Despite her medical problems, Salant, described in court documents by her supervisors at the Securities and Exchange Commission as an “outstanding” lawyer, scored third among 7,668 Bar applicants. She was hospitalized immediately after the exam, and seven days later the couple’s child was born.

Advertisement

At Salant’s sentencing hearing, Altman said her offense “appears to be totally out of character. . . . It appears that she did what she did to save a faltering marriage at a time when she was pregnant.”

‘Shocked’ by Leniency

In a telephone interview Tuesday, Salant, who is working as a legal secretary in a family law practice, said she was “shocked” that Lamb had been treated leniently by the court.

“I don’t see how any reasonable judge could not give him a jail term,” she said. “But then it’s not reasonable to expect that Morgan Lamb would tell the truth about what happened.”

But according to documents filed with the court, it was Morgan Lamb who was intimidated by a devious, greedy and domineering mate.

“The defendant simply does not appear to be sophisticated enough to devise and execute such a scheme,” Deputy Probation Officer Marion Mouton wrote. “. . . It appears that the co-defendant (Salant) was the brain in the family and took command.”

Mouton said Lamb signed the Bar exam application after his wife obtained it and handed it to him, saying, “Here, sign it.”

Advertisement

Deputy Dist.
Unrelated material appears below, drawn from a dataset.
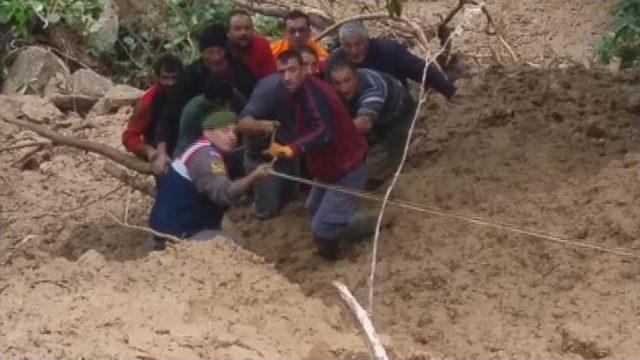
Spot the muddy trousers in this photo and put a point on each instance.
(330, 210)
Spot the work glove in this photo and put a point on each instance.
(277, 150)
Atty. Kirk Newkirk, who prosecuted both Salant and Lamb, had sought a jail term for Lamb, telling the judge: “It is a mistake to minimize his role and view him as some sort of passive toy. . . . Had we not caught this crime, he would have been more than happy to hang out his shingle as Morgan Lamb, attorney-at-law.”

The prosecutor said later: “Who in the hell is ever going to know the truth of this one? All we know is the result.”

The investigation of the couple, who met in law school, began in November, 1985, in response to a tip from an anonymous caller who recognized Salant at the Glendale Civic Auditorium, where the exam was administered.

Dramatic Change in Scores

Newkirk said State Bar officials were also flagged by a computer program that takes note of dramatic change in scores. In just five months, Lamb went from the 20th percentile to the 99th.

In addition, the prosecutor said, the pregnant Salant aroused curiosity at the test site by wearing an identification tag with a photograph in which she tried to appear masculine. The photo showed Salant wearing a button-down shirt, with her hair pulled back and eyebrows penciled.

Lamb’s attorney, Donald Re, said his client has been unemployed since last month when publicity about the case cost him his job as a researcher for an investment firm. Re said he plans to appeal.

Advertisement

Lamb’s probation officer pointed out that Salant has made “numerous efforts” to sell her story to a television producer.